The issue was ESMF was built with ESMF_COMM=mpiuni. This appears to have happended because the spack install spec wasn't quite right, but I didn't build ESMF myself so I can't be sure.

How do I check which ESMF_COMM my ESMF was built with?

The build-time value of ESMF_COMM is written to esmf.mk beside your ESMF libraries. You can see it with the following command

grep 'ESMF_COMM' $(spack location -i esmf)/lib/esmf.mk

or

grep 'ESMF_COMM' /path/to/ESMF/libraries/esmf.mk

Solution

Rebuild ESMF and make sure ESMF_COMM is set to the appropriate MPI flavor.

lizziel commented 4 years ago

Thanks @LiamBindle. Do you know if using mpiuni set mpi to automatically use one core per node? Does this implementation exist for some specific purpose?

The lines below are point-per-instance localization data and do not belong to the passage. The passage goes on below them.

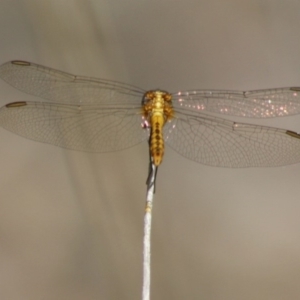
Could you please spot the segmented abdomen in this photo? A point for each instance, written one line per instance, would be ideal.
(156, 138)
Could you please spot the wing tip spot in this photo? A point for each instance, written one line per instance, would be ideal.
(20, 63)
(293, 134)
(16, 104)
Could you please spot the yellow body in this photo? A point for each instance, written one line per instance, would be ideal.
(157, 109)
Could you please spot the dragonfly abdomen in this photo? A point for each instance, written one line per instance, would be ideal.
(157, 109)
(157, 146)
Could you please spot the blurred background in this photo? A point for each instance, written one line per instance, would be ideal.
(71, 222)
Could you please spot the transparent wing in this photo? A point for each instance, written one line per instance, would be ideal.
(223, 143)
(84, 128)
(252, 104)
(62, 87)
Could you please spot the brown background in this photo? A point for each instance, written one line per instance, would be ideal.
(71, 223)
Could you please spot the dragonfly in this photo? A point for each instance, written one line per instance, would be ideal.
(97, 115)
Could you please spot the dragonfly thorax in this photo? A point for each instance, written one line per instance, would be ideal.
(157, 109)
(157, 102)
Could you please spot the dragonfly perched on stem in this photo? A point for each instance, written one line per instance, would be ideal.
(90, 114)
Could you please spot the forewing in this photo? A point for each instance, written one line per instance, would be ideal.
(84, 128)
(252, 104)
(62, 87)
(223, 143)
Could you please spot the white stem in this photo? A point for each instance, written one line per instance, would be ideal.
(147, 234)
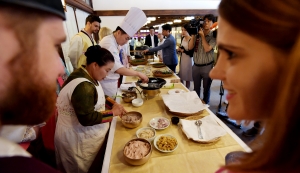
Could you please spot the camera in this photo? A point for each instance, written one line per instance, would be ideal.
(196, 24)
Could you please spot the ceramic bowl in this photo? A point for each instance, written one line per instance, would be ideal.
(137, 102)
(140, 133)
(127, 119)
(139, 161)
(129, 96)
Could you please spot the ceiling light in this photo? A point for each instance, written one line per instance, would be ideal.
(151, 18)
(177, 21)
(189, 18)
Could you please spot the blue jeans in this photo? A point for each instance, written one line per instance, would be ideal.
(199, 74)
(172, 67)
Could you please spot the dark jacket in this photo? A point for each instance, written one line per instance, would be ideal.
(148, 40)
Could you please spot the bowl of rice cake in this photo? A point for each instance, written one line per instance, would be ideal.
(147, 133)
(165, 143)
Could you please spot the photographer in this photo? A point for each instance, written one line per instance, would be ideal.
(168, 48)
(203, 44)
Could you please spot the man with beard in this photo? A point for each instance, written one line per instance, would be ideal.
(29, 67)
(83, 40)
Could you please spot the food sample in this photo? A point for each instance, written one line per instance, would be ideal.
(137, 149)
(166, 143)
(162, 123)
(129, 94)
(144, 84)
(131, 118)
(146, 134)
(163, 72)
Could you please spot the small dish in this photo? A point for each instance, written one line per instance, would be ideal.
(142, 143)
(137, 102)
(147, 133)
(132, 119)
(176, 91)
(159, 123)
(175, 120)
(165, 143)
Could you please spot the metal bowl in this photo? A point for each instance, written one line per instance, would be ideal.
(131, 124)
(129, 96)
(140, 161)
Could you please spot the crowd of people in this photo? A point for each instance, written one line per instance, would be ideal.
(258, 63)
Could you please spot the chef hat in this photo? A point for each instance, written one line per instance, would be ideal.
(159, 29)
(133, 21)
(51, 6)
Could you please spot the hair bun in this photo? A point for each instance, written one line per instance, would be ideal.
(92, 50)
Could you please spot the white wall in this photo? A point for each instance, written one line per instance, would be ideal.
(154, 4)
(81, 16)
(70, 27)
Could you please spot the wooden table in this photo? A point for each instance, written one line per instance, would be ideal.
(188, 157)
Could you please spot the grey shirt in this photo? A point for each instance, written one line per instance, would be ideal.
(202, 57)
(169, 51)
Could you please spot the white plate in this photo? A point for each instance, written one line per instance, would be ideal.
(165, 151)
(164, 123)
(176, 91)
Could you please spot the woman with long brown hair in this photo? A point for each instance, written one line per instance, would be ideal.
(259, 62)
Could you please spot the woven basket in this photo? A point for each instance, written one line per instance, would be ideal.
(161, 75)
(159, 65)
(197, 117)
(138, 62)
(200, 113)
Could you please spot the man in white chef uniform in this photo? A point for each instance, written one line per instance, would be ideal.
(133, 21)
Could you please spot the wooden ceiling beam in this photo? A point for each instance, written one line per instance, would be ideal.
(80, 5)
(154, 13)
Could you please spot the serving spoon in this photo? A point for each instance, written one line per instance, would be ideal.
(198, 124)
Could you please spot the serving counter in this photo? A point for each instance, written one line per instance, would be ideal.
(190, 156)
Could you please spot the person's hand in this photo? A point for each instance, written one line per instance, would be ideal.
(145, 51)
(160, 58)
(36, 130)
(144, 78)
(201, 33)
(118, 110)
(179, 50)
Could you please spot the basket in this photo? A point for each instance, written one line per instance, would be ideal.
(160, 74)
(158, 65)
(201, 113)
(134, 63)
(197, 117)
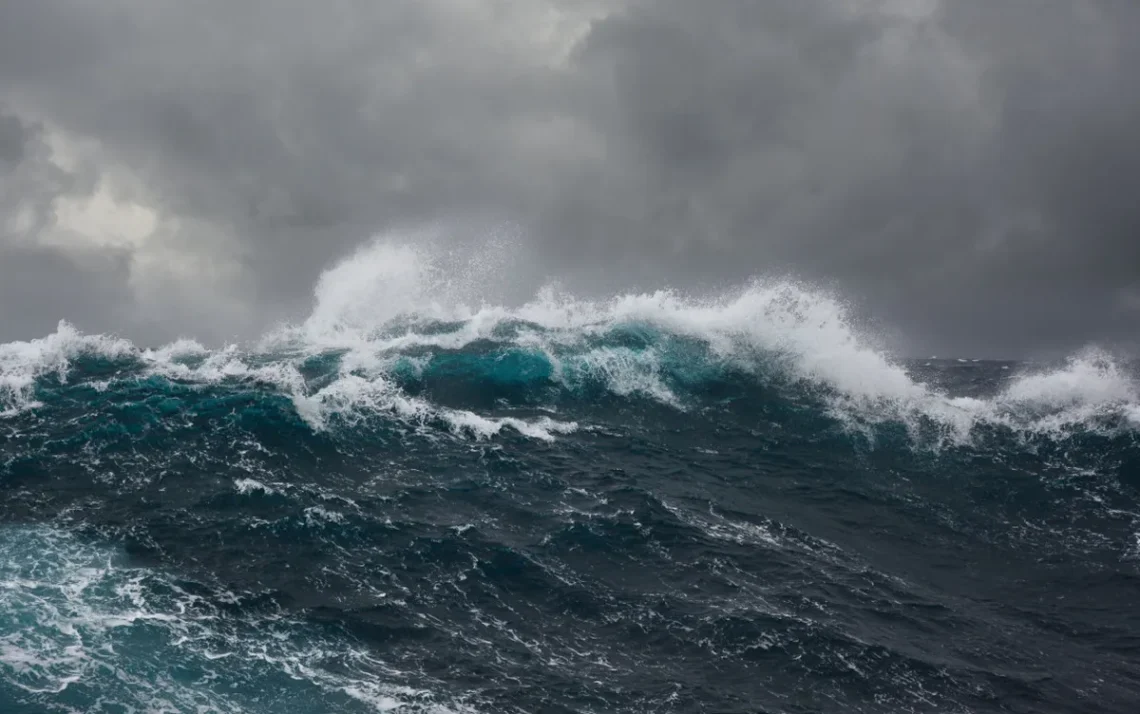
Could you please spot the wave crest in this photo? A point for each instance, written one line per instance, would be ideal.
(391, 309)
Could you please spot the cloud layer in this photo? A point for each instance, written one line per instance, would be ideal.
(962, 170)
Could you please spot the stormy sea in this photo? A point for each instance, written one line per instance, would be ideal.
(651, 503)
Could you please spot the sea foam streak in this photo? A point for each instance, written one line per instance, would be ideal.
(393, 301)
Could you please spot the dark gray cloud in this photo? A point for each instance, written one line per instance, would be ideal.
(962, 170)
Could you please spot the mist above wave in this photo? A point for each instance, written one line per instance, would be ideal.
(395, 303)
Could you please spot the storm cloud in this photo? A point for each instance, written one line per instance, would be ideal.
(963, 170)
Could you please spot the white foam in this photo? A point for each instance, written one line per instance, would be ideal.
(373, 307)
(78, 615)
(22, 363)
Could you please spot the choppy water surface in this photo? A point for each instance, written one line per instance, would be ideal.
(646, 504)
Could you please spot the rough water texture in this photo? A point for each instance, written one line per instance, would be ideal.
(653, 504)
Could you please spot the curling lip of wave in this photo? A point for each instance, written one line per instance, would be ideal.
(389, 301)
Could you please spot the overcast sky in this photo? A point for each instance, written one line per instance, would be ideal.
(967, 171)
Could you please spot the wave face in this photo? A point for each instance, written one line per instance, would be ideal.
(414, 502)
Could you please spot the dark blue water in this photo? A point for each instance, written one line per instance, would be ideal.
(633, 520)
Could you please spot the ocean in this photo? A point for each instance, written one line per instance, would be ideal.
(645, 504)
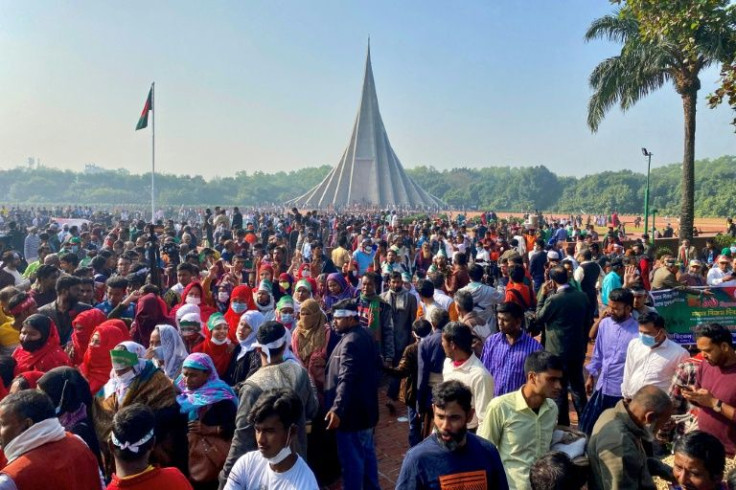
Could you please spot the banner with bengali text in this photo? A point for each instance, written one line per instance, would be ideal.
(683, 312)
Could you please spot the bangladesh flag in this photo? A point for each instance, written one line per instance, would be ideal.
(143, 121)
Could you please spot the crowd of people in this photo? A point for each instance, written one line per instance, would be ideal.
(248, 350)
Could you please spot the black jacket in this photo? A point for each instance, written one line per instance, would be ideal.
(351, 387)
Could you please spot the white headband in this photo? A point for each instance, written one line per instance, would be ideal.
(276, 344)
(344, 313)
(131, 446)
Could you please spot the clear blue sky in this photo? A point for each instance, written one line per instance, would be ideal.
(275, 85)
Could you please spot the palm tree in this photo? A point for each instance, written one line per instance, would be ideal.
(646, 65)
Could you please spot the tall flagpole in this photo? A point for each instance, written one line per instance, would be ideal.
(153, 153)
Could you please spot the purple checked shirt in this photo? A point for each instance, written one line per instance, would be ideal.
(609, 354)
(505, 362)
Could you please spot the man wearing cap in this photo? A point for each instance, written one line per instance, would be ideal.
(351, 393)
(274, 373)
(723, 274)
(694, 275)
(665, 277)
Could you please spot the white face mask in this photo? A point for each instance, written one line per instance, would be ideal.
(219, 342)
(283, 454)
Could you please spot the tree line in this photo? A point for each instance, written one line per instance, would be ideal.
(498, 188)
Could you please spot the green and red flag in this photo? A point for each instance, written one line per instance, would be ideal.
(143, 121)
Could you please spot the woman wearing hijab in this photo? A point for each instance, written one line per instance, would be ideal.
(338, 289)
(70, 394)
(167, 350)
(137, 380)
(194, 294)
(39, 347)
(149, 312)
(302, 292)
(241, 300)
(246, 360)
(265, 302)
(84, 325)
(209, 404)
(217, 345)
(96, 365)
(310, 343)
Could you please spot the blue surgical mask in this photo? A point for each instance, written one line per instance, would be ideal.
(238, 307)
(648, 340)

LiamBindle commented 4 years ago

@lizziel According to this mpiuni is "a single-processor MPI-bypass library". I don't really understand what that means, but it seems to fit inline with what I was seeing (each process thinking they were root).

Actually, last night I just noticed ESMF_COMM wasn't "intelmpi", and I thought it should be, so I rebuilt ESMF and it fixed my problem. I tried to generalize this issue for the purpose of the issue archive. This issue is really "ESMF was built with the wrong ESMF_COMM" and isn't because of a ESMF + Intel MPI compatibility problem.

Here is the part of spack that sets ESMF_COMM. It looks like ESMF_COMM=intelmpi iff +mpi and ^intel-parallel-studio+mpi is in the spack install spec. Our compute1 sysadmin was having trouble getting spack to concretize this spec though, and ultimately opted to build ESMF manually rather than with spack. I suspect someone familiar with spack could advise on how to do this properly, but rebuilding ESMF manually was easy enough.